The owner’s engineer could be selected through competitive bidding processes and, once appointed, become a department’s or municipality’s in-house technical unit. Such units would then have the capacity to develop masterplans, engage with external professional teams and contractors and develop a pipeline of bankable economic and social infrastructure projects.

“CESA’s call is that, as a short- to medium-term measure, the capacity that exists within the private sector be utilised to, firstly, capacitate the State, and also to mentor some of the young engineers that are currently employed by the State,” Pillay explained.

The proposal was already being canvassed with government, including through The Presidency’s newly created Investment and Infrastructure Office, headed by former Tshwane Executive Mayor and former Gauteng MEC for Economic Development Dr Kgosientso Ramokgopa.

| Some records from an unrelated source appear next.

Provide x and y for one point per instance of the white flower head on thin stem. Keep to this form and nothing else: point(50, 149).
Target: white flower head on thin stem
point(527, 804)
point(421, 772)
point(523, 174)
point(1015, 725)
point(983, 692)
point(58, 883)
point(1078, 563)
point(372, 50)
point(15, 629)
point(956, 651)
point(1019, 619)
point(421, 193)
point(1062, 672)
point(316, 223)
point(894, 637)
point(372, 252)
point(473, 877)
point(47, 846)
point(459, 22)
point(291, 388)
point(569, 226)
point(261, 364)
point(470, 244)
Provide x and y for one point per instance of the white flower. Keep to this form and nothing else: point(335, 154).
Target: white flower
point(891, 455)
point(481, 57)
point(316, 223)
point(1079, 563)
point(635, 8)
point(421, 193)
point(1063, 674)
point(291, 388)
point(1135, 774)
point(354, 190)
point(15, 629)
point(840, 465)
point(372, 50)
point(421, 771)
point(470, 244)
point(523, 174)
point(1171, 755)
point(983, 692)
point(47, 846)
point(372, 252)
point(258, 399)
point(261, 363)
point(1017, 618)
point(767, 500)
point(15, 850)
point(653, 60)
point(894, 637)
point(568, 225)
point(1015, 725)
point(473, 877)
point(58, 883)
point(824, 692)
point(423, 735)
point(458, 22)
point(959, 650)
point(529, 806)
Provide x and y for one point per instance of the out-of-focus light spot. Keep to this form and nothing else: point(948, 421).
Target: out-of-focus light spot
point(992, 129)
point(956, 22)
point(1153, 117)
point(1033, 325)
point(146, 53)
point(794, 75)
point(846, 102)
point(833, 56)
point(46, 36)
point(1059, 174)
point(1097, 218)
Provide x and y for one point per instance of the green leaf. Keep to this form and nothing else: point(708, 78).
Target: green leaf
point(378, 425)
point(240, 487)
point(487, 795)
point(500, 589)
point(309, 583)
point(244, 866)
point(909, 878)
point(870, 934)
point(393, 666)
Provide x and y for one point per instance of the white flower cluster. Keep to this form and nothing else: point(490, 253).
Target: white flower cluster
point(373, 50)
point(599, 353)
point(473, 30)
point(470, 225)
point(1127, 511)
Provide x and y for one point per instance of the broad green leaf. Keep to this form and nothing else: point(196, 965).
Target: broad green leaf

It also follows a recent admission by President Cyril Ramaphosa that inadequate capacity within government represented the greatest risk to service delivery and the implementation of policy. In fact, he told delegates to the recent Business Economic Indaba that the building of a capable State should have been listed as the number one priority in the list of seven priorities outlined in his June State of the National Address.

Ramaphosa followed this statement up with a January 20 letter in which he said: “A capable state starts with the people who work in it. Officials and managers must possess the right financial and technical skills and other expertise. We are committed to end the practice of poorly qualified individuals being parachuted into positions of authority through political patronage.”

Pillay indicated that government had been receptive to the concept, but warned that the initiative had no chance of success without “political will”.

“This is an intervention that can be implemented almost immediately,” Pillay said, adding that CESA and it member firms, which collectively employed about 21 000 people, were “ready and willing” to support government in implementing its infrastructure programmes.

CESA remained optimistic that the much-vaunted Infrastructure Fund, which is being housed within the Development Bank of Southern Africa (DBSA), would also begin to take shape in the not-too-distant future.

However, Pillay expressed some concern at the fact that R3.5-billion in DBSA funding, which is meant to support infrastructure developments, particularly at a municipal level, was being diverted in support of the business rescue process under way at South African Airways.